Evening. A soul in the valley begins to sing the Te lucis ante, the Compline hymn sung at nightfall to ask God's protection through the darkness. The other souls join in. The moment is one of the most affecting in all of Purgatorio: great and powerful men of history, reduced to humility, singing vespers prayers in a flower-filled valley, waiting. Dante is seized with nostalgia and longing — the image of evening bells calling men home.

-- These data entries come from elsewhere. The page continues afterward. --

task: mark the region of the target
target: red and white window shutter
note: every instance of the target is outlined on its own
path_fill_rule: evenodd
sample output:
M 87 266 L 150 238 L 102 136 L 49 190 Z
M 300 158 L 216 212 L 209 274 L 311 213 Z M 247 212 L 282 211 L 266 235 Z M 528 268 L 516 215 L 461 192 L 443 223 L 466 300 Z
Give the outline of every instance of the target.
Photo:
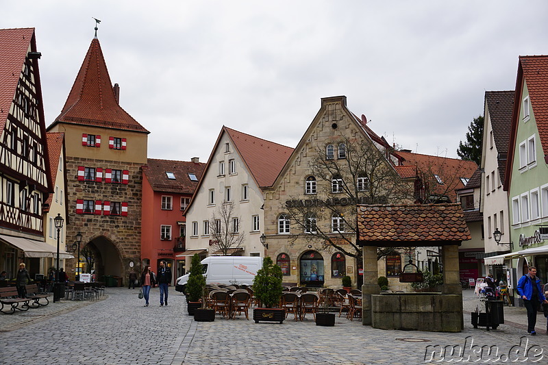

Two angels descend from above — their robes green as fresh leaves, the color of hope. They carry blunted, flameless swords. They take their places at opposite ends of the valley to guard it. Sordello explains that as dusk comes, a serpent will appear — the same serpent, perhaps, as in Genesis — and the angels are sent each night to drive it away. The serpent does indeed come, sinuous and daring along the valley floor. One of the angels swoops and drives it off. The nightly reenactment of Eden's temptation, here safely repelled, signals what Purgatory is: paradise being reconstructed, the fall being slowly reversed.
Dante speaks with Nino Visconti, a judge of Gallura, an old political friend, who asks after his daughter Giovanna and mourns that his widow has already forgotten him and remarried — the Visconti arms replaced by the Malaspina on her breast. Dante also encounters Conrad Malaspina, who makes a prophecy: within seven years, Dante will experience with his own feet that the Malaspina family's generosity is renowned — a prophecy pointing to Dante's own exile and the hospitality the Malaspina clan will show him.